Real estate markets are extremely sensitive to tax policy. Changes to either transfer taxes or property taxes can seriously impact valuations, so the serious investor must be familiar with at least the basics. Transfer taxes are what we pay when transactions occur, and are typically based on a percentage of the sales price. Property taxes are annually recurring charged as a percentage of assessed property value.
Intuition suggests that the higher you tax something the lower its price becomes. The same is true of real estate. The National Association of Realtors (NAR) released a study in May of this year quantifying how much property values decline with discrete increases in tax rates.
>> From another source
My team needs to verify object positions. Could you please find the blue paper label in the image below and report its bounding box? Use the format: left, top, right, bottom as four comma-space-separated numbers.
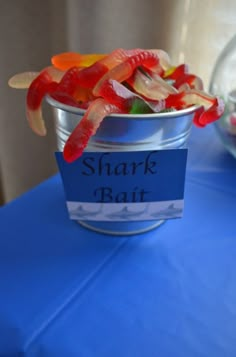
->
56, 149, 187, 221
One example from their analysis is that for every 1% increase in the transfer tax rate there are 80,000 potential buyers driven from the market in California, alone.
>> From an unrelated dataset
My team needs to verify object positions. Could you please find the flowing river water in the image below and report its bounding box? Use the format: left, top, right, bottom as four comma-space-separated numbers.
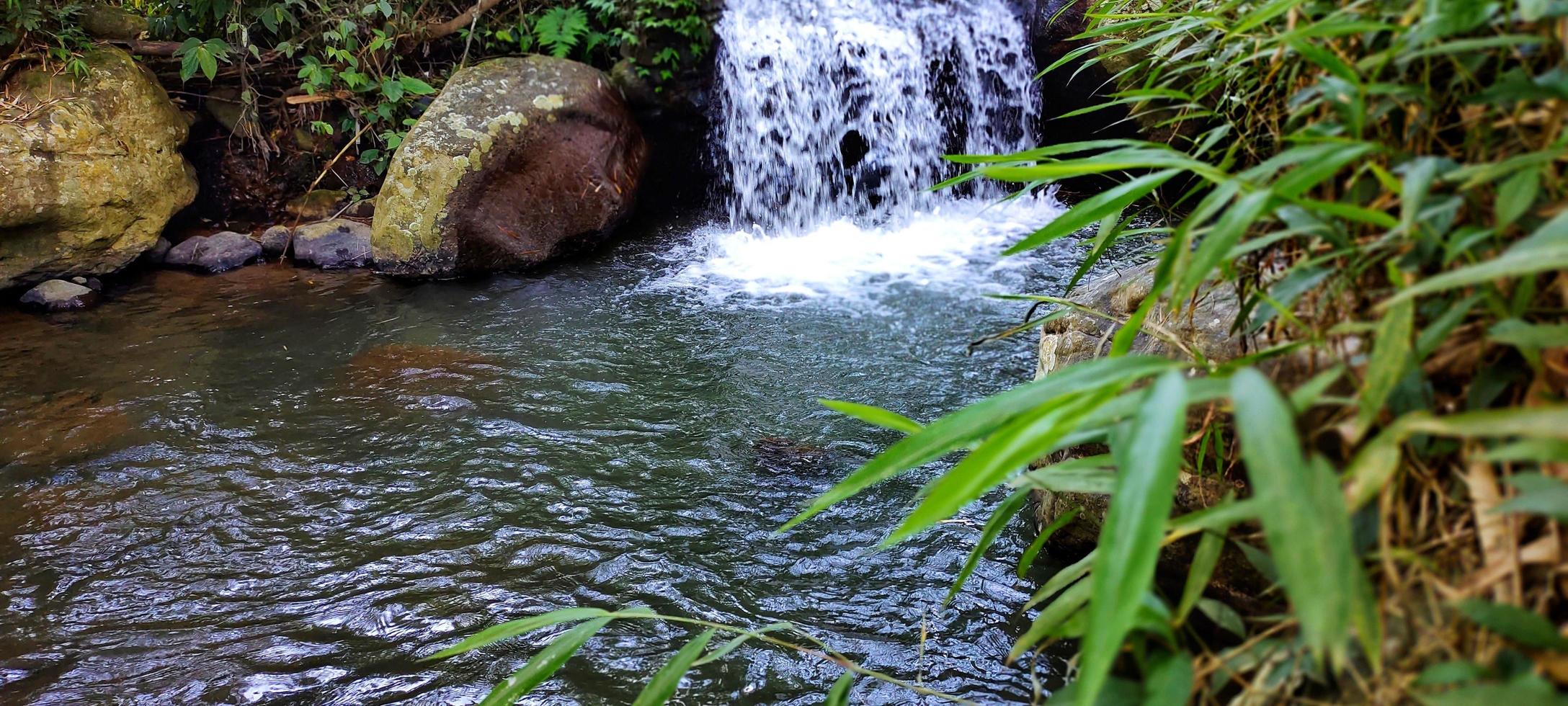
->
0, 0, 1103, 705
Property taxes are the staple of revenue for local governments, and tend to be the largest non-acquisition cost of ownership. These vary by locality, but in Los Angeles County are 1.25% of assessed property value, charged annually. This translates into hefty recurring bills, especially for new buyers. For instance, 1.25% of $435,000 (the Apr ‘08 median home price in Los Angeles County) is $5,438. Per the U.S. Census Bureau’s QuickFacts, 2004 median income for the County was $43,518. Because of the sickly confusing amalgamation of local, sales, state, and federal taxes, let’s just assume a rough 30% net tax on income, which adjusts the median take-home income down to $30,463. On this basis, an inocuous-looking 1.25% property tax translates into 18% of after-tax median income. Granted, income figures were taken from 2004 data and may need upward adjustment, but given modest increases in take home pay over the last four years this is not likely significant.
Financiers undrestand that as you increase the cost of ownership you decrease value. Using discounted cash flow methodologies NAR was able to estimate that for every $1,000 increase in taxes there is a $13K decrease in home values. For properties valued at the median, this means a 3% drop in value for every 0.23% increase in the property tax rate.
These simple examples illustrate how important it is to understand the influence tax policy has on property values. This doesn’t even touch on the signficance of depreciation or mortgage interest deduction, which have enormous implications for valuations. To at least understand these basics and to keep a watchful eye on policy developments will gives a tremendous long-term advantage to the serious real estate investor.